14- Komşularla ticaretin önemini dikkate alan bütünsel politikaları öne çıkarmalı, aksamaları bir an önce onarmalıyız.

15- Fuarların etkin ve verimli araçlar olması için yeniden ele almalı, kendi koşullarımıza göre yeniden değerlendirmeliyiz.

İyiye işaret

Toplantıda “iyiye işaret” olarak algıladığımız bir gözlemi paylaşalım: İnsanlar sıkıntı yaratan tutumları eleştireye dönük daha net tutum sergiliyor. Yunus Emre’nin “Sözünü bilen kişinin yüzünü ağ ede bir söz/ Sözü pişirip diyeninin işini sağ ade bir söz” ilkesi giderek anlam buluyor. Ölçülü, tartılı, demlenmiş söz söyleme yaygınlaşıyor. Akla gelen söz hemen ağızdan fırlatılmıyor. İnsanlar sözün ağızdan çıkana kadar kendi esirleri olduğunu, çıktıktan sonra ise kendilerini esir edeceğini dikkate alıyor; kulakları sağır edecek suskunluğun, korkunun esiri olmanın tuzaklarına düşmüyor; korku üzerine gidiş güçleniyor.

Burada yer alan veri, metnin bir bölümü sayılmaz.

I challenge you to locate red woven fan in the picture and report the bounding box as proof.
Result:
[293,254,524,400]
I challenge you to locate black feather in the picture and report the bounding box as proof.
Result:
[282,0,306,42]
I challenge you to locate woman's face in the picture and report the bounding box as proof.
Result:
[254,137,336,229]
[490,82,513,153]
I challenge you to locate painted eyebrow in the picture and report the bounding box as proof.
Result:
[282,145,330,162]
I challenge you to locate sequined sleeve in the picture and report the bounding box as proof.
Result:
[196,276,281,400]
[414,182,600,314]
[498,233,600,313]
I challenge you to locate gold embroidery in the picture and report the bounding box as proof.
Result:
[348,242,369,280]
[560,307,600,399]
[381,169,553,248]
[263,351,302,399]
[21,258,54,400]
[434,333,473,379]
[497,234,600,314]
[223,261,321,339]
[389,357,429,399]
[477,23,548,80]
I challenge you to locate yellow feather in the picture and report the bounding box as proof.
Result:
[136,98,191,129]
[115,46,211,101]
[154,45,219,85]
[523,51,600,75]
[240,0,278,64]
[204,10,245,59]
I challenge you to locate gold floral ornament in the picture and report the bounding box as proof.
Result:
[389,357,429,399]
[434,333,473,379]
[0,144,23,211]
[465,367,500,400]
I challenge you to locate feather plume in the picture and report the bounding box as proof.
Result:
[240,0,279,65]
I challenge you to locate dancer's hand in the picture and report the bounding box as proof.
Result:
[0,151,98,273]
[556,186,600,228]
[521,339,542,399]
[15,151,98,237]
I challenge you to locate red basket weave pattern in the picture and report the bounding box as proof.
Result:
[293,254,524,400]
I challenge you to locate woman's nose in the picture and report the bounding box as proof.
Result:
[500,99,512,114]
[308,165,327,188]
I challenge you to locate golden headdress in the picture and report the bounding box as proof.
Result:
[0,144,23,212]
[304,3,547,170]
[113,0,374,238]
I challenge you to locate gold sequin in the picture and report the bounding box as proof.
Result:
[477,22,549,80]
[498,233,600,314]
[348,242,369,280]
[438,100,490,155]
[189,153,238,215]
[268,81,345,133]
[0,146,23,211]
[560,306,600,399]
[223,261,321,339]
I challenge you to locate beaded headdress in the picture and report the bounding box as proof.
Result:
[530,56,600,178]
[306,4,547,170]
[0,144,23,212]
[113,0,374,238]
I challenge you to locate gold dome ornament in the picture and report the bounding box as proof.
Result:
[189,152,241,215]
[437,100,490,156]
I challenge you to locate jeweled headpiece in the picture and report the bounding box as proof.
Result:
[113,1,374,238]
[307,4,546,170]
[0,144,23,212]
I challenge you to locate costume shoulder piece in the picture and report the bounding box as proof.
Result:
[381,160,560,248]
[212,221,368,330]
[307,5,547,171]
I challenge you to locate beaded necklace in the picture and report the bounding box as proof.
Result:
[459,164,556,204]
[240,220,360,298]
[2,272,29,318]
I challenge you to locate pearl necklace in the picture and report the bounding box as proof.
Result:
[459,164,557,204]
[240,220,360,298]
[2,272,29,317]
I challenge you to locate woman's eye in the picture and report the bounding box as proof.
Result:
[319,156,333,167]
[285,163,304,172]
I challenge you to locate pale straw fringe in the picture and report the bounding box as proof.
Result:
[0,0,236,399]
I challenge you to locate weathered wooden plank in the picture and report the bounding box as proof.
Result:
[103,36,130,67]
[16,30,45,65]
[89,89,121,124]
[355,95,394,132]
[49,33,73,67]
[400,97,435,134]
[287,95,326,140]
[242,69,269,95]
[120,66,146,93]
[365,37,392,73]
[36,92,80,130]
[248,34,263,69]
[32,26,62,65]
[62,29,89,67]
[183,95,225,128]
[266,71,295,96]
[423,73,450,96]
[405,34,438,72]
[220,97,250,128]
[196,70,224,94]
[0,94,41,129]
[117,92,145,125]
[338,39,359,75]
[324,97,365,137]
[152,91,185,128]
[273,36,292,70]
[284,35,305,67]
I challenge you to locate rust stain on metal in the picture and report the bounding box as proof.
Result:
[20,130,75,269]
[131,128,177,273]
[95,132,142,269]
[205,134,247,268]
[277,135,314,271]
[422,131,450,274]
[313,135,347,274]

Kendi programlarını, ortak yararlarını ve dolaylı olarak ülke yararını gözeten söylemlerin bireyler ve STK yöneticilerinin diline yansıması önemli… Söylemlerdeki nitelik değişmesini desteklemeli ve yürüklendirmeliyiz. Kolektif kaynaklardan bağımsızlaşan sivil inisiyatiflere olan ihtiyacın farkına varmalıyız.